On a entr'aperçu Pelé lors de la cérémonie du tirage au sort de la Coupe du monde, sourire rivé au visage. Les tuiles qui s'abattent actuellement sur la tête du potentat brésilien pourraient cependant faire qu'une telle scène devienne trop embarrassante. L'enquête sur le détournement de fonds -opéré par une de ses sociétés (Pelé Sport & Marketing) est assez grave en effet pour compromettre cette icône du football. La sombre affaire concerne l'organisation d'une rencontre au profit de l'UNICEF, prévue en Argentine mais qui n'eut jamais lieu. Francis Huertas explique dans L'Equipe (25/11) que Pelé avait offert ses droits d'image à l'UNICEF Argentine, avant de les revendre 3 millions de dollars à une société américaine.

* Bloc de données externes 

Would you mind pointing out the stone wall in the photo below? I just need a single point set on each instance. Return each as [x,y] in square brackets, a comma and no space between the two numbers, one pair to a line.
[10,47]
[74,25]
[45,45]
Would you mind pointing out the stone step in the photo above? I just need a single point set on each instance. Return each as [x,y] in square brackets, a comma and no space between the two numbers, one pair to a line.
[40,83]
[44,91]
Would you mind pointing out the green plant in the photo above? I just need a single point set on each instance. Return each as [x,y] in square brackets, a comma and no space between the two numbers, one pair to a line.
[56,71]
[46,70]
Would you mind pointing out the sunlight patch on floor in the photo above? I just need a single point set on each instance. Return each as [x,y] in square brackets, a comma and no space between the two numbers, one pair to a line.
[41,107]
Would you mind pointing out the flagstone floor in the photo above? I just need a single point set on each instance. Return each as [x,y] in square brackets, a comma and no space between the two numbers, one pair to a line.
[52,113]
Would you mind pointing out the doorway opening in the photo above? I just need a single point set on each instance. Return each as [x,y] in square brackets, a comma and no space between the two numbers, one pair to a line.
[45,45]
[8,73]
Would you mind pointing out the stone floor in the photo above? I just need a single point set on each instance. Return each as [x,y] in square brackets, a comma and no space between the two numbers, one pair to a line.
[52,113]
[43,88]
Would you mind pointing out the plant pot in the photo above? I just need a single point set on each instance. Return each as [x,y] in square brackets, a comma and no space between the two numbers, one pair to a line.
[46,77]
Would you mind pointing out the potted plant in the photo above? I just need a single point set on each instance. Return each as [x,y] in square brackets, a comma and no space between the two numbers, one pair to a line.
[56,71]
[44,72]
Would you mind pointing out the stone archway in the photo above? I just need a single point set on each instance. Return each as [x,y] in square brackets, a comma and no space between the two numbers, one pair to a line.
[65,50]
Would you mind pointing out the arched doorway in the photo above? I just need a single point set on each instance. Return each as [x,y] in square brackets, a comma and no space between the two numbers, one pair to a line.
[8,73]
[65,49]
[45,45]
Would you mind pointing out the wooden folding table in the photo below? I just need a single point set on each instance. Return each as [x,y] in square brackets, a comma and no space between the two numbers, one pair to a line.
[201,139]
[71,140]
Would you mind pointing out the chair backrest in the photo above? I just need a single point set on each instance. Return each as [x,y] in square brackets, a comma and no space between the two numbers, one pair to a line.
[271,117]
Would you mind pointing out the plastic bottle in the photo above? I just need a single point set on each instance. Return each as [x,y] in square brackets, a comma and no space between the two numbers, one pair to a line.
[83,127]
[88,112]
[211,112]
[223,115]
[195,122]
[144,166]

Il avait touché 700.000 dollars d'avance, qui n'ont pas été restitués après l'annulation. Si ces faits sont confirmés, ils signifient que Pelé n'a pas volé de l'argent à l'organisme mondial, mais qu'il n'a pas hésité à tirer un profit d'une action caritative, puis à conserver l'argent indûment touché. En bon sportif, Pelé a plaidé l'irresponsabilité, et accusé de malversations son partenaire Helio Viana. Ce dernier le menace en retour de révélations fracassantes. L'ancien numéro 10 auriverde avait certes demandé un audit et démantelé cette entreprise, mais il ne peut accuser Viana sur cette affaire précise puisqu'il a lui-même signé les contrats incriminés.

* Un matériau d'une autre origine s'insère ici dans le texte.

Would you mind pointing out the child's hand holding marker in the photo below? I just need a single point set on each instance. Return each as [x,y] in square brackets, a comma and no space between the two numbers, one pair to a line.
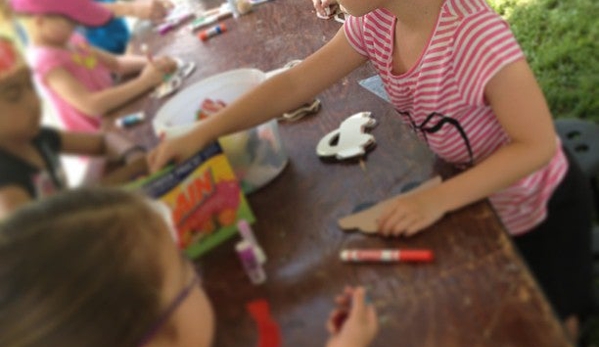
[353,323]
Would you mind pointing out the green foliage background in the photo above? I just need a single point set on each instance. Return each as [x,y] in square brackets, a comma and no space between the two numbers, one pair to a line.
[561,42]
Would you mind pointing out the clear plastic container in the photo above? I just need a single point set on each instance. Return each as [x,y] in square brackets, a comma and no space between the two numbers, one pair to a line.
[256,155]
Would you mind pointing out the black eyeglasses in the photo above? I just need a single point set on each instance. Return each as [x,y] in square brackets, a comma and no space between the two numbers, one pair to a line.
[425,129]
[172,307]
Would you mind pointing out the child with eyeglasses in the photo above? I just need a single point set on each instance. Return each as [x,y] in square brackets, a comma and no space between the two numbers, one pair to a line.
[30,166]
[76,77]
[99,267]
[456,75]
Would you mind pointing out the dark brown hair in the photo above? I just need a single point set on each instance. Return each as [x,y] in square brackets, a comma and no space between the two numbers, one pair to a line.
[81,268]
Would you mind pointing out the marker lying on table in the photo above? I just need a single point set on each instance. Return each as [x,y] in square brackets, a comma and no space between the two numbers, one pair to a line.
[215,30]
[387,255]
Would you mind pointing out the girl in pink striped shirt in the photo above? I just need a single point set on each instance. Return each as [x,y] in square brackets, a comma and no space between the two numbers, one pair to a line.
[458,78]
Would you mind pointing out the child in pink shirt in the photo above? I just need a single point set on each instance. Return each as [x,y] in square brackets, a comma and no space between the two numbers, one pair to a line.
[74,75]
[457,77]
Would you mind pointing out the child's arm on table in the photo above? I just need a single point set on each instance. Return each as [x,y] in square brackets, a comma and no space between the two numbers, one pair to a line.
[101,102]
[128,64]
[361,325]
[270,99]
[112,145]
[520,107]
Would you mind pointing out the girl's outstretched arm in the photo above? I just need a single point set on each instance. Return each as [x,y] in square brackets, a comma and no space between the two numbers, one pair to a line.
[520,107]
[270,99]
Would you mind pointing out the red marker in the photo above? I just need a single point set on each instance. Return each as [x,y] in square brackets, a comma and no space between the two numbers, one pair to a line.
[215,30]
[387,255]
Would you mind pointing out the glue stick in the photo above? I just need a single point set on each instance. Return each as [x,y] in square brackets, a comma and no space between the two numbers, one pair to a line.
[215,30]
[249,260]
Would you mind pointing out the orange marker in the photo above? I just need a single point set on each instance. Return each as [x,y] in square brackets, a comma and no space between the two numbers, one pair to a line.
[213,31]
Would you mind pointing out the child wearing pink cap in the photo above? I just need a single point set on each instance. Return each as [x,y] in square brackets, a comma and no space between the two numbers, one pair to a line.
[29,153]
[75,76]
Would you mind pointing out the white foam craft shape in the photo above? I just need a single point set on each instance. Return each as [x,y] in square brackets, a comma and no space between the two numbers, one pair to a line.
[352,138]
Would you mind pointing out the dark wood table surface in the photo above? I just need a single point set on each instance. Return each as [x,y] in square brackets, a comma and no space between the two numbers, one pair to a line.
[478,292]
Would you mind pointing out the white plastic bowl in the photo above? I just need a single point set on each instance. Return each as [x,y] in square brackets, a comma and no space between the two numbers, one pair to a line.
[256,155]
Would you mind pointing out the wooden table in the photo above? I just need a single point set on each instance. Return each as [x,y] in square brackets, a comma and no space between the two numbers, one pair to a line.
[477,293]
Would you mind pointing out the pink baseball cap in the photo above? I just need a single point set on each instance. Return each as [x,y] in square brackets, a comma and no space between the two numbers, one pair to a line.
[85,12]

Lorsqu'un pavé tombe dans le marigot brésilien, on peut être sûr qu'il va éclabousser du monde. Lorsque Pelé avait été ministre des sports du Brésil, il avait travaillé à la "loi Pelé", destinée à rétablir un peu de transparence dans l'économie du foot brésilien, tout en le libéralisant totalement. Bien que quelques rivalités l'opposaient à certains dirigeants brésiliens, il s'était bien gardé de mettre son nez dans toutes les affaires qui ont éclaté depuis (trafics de joueurs, argent occulte, corruption, contrats de la Seleçao etc.).
Sans trancher sur le degré d'implication de notre "sportif du siècle", l'histoire est surtout intéressante pour ce qu'elle révèle des personnages comme lui, qui deviennent à eux seuls des multinationales, tenant leurs (énormes) revenus de l'exploitation de leur nom et de leur image. Ils développent parallèlement des ego démesurés (Pelé parle usuellement de lui à la troisième personne) et s'accommodent très bien du culte de leur personnalité.

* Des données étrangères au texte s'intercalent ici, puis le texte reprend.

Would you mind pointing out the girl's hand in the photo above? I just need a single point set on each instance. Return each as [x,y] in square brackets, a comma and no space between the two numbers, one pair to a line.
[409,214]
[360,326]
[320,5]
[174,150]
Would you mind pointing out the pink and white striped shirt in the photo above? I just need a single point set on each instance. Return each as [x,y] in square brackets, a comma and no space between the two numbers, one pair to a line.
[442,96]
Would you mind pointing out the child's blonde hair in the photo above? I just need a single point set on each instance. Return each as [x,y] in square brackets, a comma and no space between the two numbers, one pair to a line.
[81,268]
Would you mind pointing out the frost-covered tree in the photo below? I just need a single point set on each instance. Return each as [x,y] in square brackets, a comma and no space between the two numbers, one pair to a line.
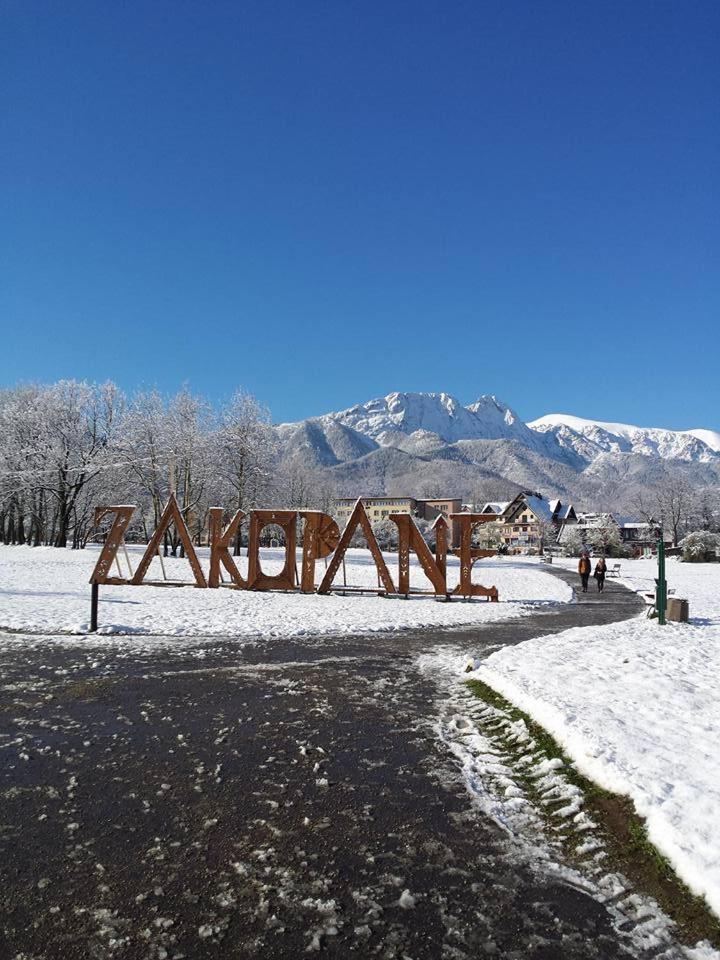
[605,539]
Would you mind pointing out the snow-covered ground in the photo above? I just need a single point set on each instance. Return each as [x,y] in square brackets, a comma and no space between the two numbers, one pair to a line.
[46,590]
[637,706]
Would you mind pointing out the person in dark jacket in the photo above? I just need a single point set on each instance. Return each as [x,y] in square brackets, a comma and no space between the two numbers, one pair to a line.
[600,571]
[584,568]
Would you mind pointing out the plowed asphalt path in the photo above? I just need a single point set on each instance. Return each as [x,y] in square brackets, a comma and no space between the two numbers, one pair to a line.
[270,801]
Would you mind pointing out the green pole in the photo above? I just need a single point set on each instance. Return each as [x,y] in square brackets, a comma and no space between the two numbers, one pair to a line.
[661,590]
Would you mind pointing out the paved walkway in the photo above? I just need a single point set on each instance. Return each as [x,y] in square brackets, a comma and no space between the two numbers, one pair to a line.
[287,799]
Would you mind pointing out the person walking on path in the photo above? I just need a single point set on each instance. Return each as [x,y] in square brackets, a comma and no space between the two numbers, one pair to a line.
[584,570]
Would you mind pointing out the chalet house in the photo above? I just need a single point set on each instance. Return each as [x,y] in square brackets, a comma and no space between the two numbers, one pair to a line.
[380,508]
[529,523]
[635,534]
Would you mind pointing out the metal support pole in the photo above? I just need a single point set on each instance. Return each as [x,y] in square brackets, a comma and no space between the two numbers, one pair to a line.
[94,589]
[661,583]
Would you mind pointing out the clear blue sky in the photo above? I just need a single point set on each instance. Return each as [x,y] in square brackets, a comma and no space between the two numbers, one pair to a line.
[324,202]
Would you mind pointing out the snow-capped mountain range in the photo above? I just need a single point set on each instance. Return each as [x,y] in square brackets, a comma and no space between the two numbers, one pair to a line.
[390,420]
[408,439]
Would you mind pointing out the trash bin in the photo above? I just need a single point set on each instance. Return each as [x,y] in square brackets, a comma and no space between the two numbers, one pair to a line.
[678,610]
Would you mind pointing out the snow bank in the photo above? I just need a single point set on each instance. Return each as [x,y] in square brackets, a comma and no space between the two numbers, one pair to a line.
[46,590]
[637,706]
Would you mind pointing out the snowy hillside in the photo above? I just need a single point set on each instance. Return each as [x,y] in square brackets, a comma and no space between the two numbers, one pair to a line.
[433,419]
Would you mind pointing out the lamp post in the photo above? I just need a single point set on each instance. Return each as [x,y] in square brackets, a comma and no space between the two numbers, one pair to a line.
[661,582]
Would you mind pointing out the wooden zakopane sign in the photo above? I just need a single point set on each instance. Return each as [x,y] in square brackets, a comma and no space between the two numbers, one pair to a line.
[321,538]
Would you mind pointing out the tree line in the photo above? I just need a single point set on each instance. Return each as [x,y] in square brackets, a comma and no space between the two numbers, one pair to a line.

On se souvient du Brésilien justement, abandonnant pour deux mois ses fonctions de ministre afin de nouer sa cravate Eurocard-Mastercard, dont il devient l'employé exclusif pendant la Coupe du monde. A la fois homme-sandwich et marque déposée, ils doivent sous-traiter des pans entiers de leur activité et il n'est pas étonnants qu'ils soient victimes d'escroqueries, à défaut d'en être les instigateurs. Il est d'ailleurs significatif que les actions humanitaires, obligatoires pour des figures publiques comme celles-ci, fassent partie de cette externalisation. Voyons, Pelé a des choses plus importantes à faire que de prendre part à l'organisation d'un match de charité.
On a donc entr'aperçu Pelé lors de la cérémonie du tirage au sort, et l'ironie veut que trois jours avant, l'UNICEF et la FIFA organisaient à Busan (Corée du sud) une conférence de presse annonçant que la Coupe du monde serait placée sous le signe de la protection de l'enfance avec l'opération "Say yes for children". Ce n'était donc pas le moment de ramener de vilaines histoires.